RUSSIA
Pavel Sulyandziga (Russian: Павел Васильевич Суляндзига) is Russian indigenous peoples rights activist of Udege nationality.
He was a teacher of mathematics at the Math and Physics Department of the Khabarovsk State Pedagogical Institute in Khabarovsk City and a Legislative Faculty at the University of Marx-Lenin in Vladivostok City. With a PhD in Economic Science, he also served as Honorary Professor and UNESCO Faculty at the Novosibirsk State University in Russia. He served as Associate Researcher at the Bowdoin College in Maine, USA.
He was a member of the United Nations Working Group on Business and Human Rights, tasked with the promotion of the UN Guiding Principles on Business and Human Rights.
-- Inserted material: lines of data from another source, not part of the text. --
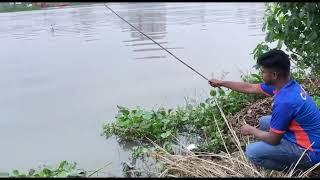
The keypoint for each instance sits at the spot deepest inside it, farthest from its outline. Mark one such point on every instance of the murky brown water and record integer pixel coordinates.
(58, 87)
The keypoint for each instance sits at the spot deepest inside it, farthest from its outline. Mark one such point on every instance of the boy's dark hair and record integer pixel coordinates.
(276, 60)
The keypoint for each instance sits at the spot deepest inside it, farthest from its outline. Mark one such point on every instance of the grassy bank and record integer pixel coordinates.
(213, 123)
(4, 9)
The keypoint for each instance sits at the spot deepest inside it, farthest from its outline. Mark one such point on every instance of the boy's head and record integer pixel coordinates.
(275, 65)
He was a former member of the Public Chamber of Russia.
Until 2010, he was the first vice-president of the Russian Association of Indigenous Peoples of the North (RAIPON), and member of the United Nations Permanent Forum on Indigenous Issues. He is now the president of the International Indigenous Fund for Development and Solidarity (“Batani”) based in Maine, USA.
During the late 1980s, Pavel Sulyandziga lived in the village of Krasny Yar, where he was successful in mobilizing the population against the administration’s plans to grant timber harvesting licenses to a Soviet-Korean joint venture led by Hyundai. Since then, he has remained one of the most outspoken indigenous rights activists in the Russian Federation.